In my statistician days, I used to say,
“The average person is half man, half woman… but you don’t get a lot of hermaphrodites.”
Now, these days that would probably get me cancelled for being hermaphrodite-phobic, so I guess I need to find a new analogy.
But the point still stands: just because you can calculate an average for a group doesn’t mean that average is typical of the group.
And that’s particularly important when doing PPC for SaaS.
If you assume all your trialists are average, you’re going to overbid for the worst signups and under-bid for the best.
Not only that, but any attempt to optimise ROAS is likely to worsen the quality of signups.
What you need to do
So you need to track the lifetime of trialists.

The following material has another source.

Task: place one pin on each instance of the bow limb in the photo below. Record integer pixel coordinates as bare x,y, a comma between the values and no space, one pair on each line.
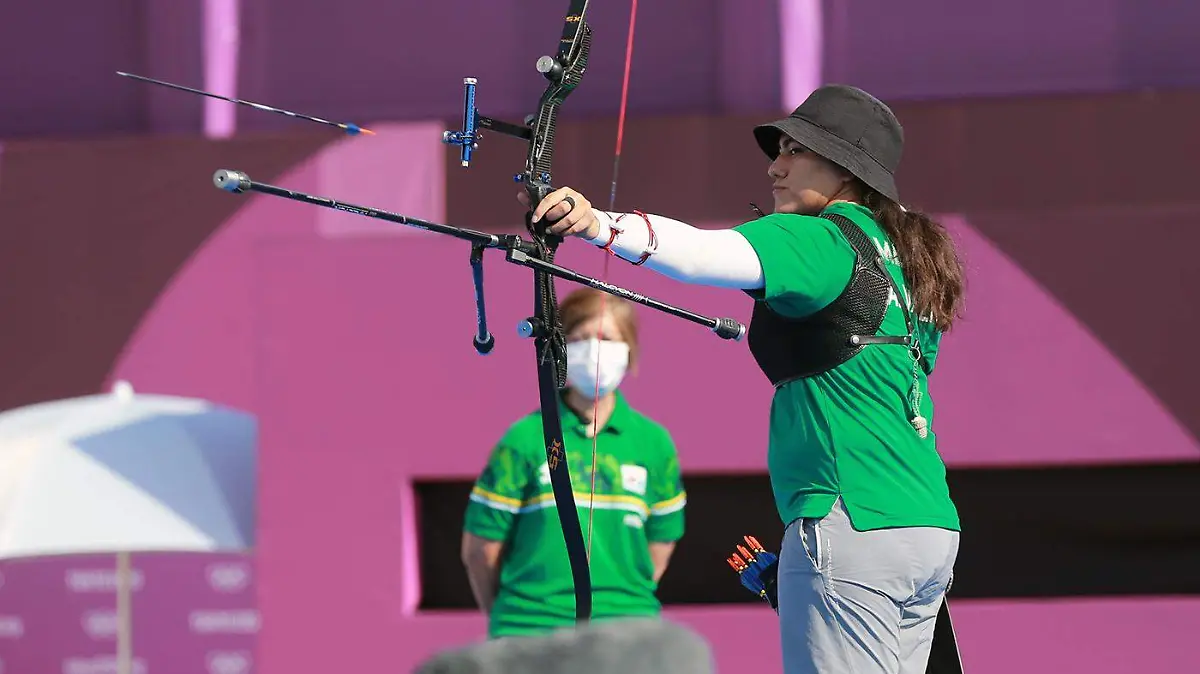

You need to be able to say, “A trialist from this ad group will convert to paid at X% and spend $Y/month for Z months.”
That gives you a lifetime value – which you can then translate into an acceptable cost/conversion.
(You might also have to do this by device – as, often, mobile trialists convert worse than desktop.)
Say you don’t have enough data
You might be wondering what happens if you don’t have enough data to calculate the lifetime value of different cohorts of trialists.
Well, that’s when data analysis goes from being a science to being an art – and why you should either have a data scientist on your team, or hire a PPC manager who understands statistics.
They’ll not get it 100% right, but they’ll be able to produce models with intelligent estimates. And, as time goes by, they’ll refine those models to make them more accurate.
Steve Gibson
PS If this sounds like, “Well, duh!” then it’s worth pointing out that I’ve worked with SaaS companies valued at multiple 8 figures who didn’t have this tracking in place.